Most insurers do not welcome the prospect of a harmonised system of insurance contract law, which would increase legal uncertainty and possibly incorporate provisions adding to the costs of doing business. However, the Commission remains keen on the idea, as can be gauged from its press release. Insurance Europe’s less enthusiastic response can be read here. The Commission may take this forward later this year.
Review of the European System of Financial Supervision (“ESFS”)
Responding to the challenges of the financial crisis, the EU established a new financial supervisory framework, the ESFS, in 2010. European Supervisory Authorities (ESAs) include the European Insurance and Occupational Pensions Authority (EIOPA), with responsibilities for EU insurance regulation. The Regulations establishing the ESAs included provisions for the Commission to review their structure and performance. The Commission’s report is scheduled for April 2014 and will assess the effectiveness and efficiency of the supervisory architecture.
Parliament approved a report on the ESFS on 11 March. The report contains detailed recommendations to the Commission concerning the review, including proposals to enhance the powers of the ESAs. It remains to be seen how far the Commission agrees with Parliament.

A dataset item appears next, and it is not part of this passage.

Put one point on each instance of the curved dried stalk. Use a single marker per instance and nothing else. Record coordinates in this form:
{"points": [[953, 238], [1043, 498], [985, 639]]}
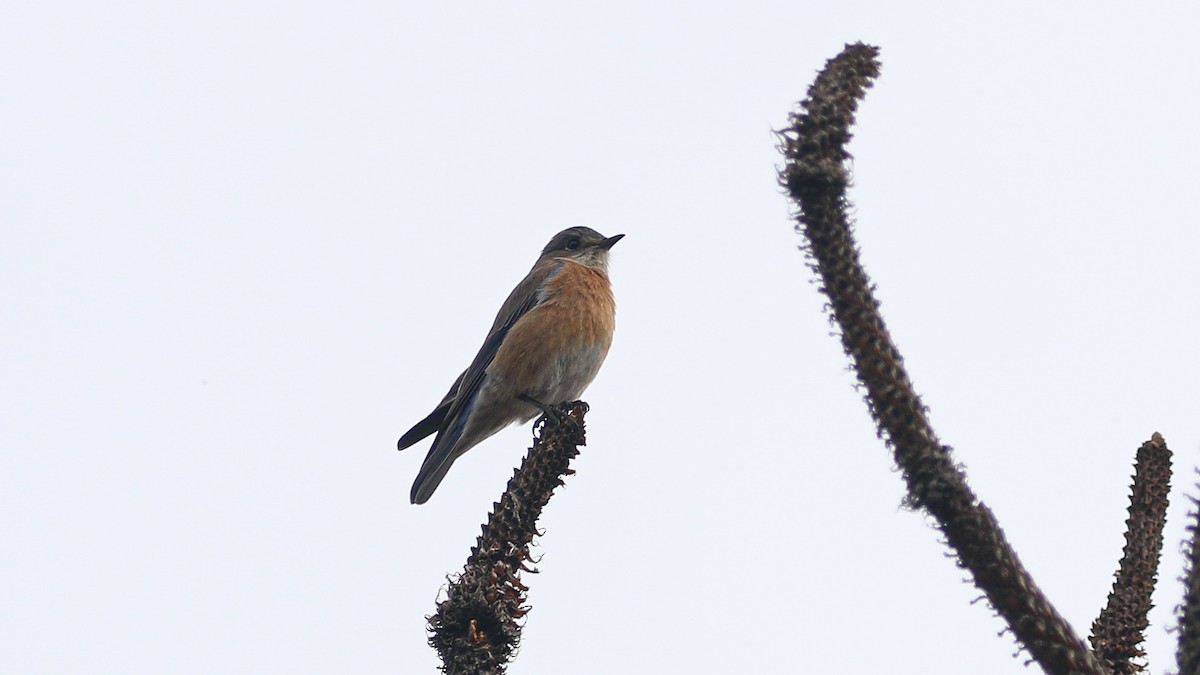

In January 2014, the Court of Justice of the EU heard a case brought by the British Government seeking, on a range of legal grounds, annulment of powers granted to the European Securities & Markets Authority to regulate short selling. Unsurprisingly, the British Government lost on all counts, an unfortunate augury for a number of other legal challenges that it is bringing against EU provisions. The case suggests the limited extent to which the Treaties underlying the EU act to restrain the ESAs, including EIOPA, and the difficulties of legally challenging their powers.
Cyber Security Directive
In February 2013 the Commission proposed a Directive containing measures to ensure a high common level of network and information security across the EU (the Cybersecurity Directive). This Directive would impose minimum security requirements on businesses and require Member States to develop national strategies for network and information security.
Parliament adopted a legislative resolution on this proposal on 13 March. Parliament wants a focus on “critical infrastructure”, in which it includes the financial services industry, as well as energy and transport sectors. The Directive is among the priorities of the Italian Presidency of the Council of the EU, scheduled for the second half of 2014, which aims to complete trialogues by the end of the year. Insurers are interested in these developments because these measures may apply to their own operation of systems and also because cyber insurance is a growing market: premium income is expected to grow exponentially in 2014 and product development is progressing.
Data Protection Regulation
The EU also proposes comprehensive reform of its data protection rules. Its proposals are supported by Parliament, in the light of recent allegations about privacy abuse by US intelligence agencies, but are more controversial in the Council, where some Member States (including the UK) question the costs and restrictions that may be imposed on business. The Regulation includes provisions concerning profiling, data portability and a right to erasure. The Commission and Parliament hope that agreement can be reached before the end of 2014.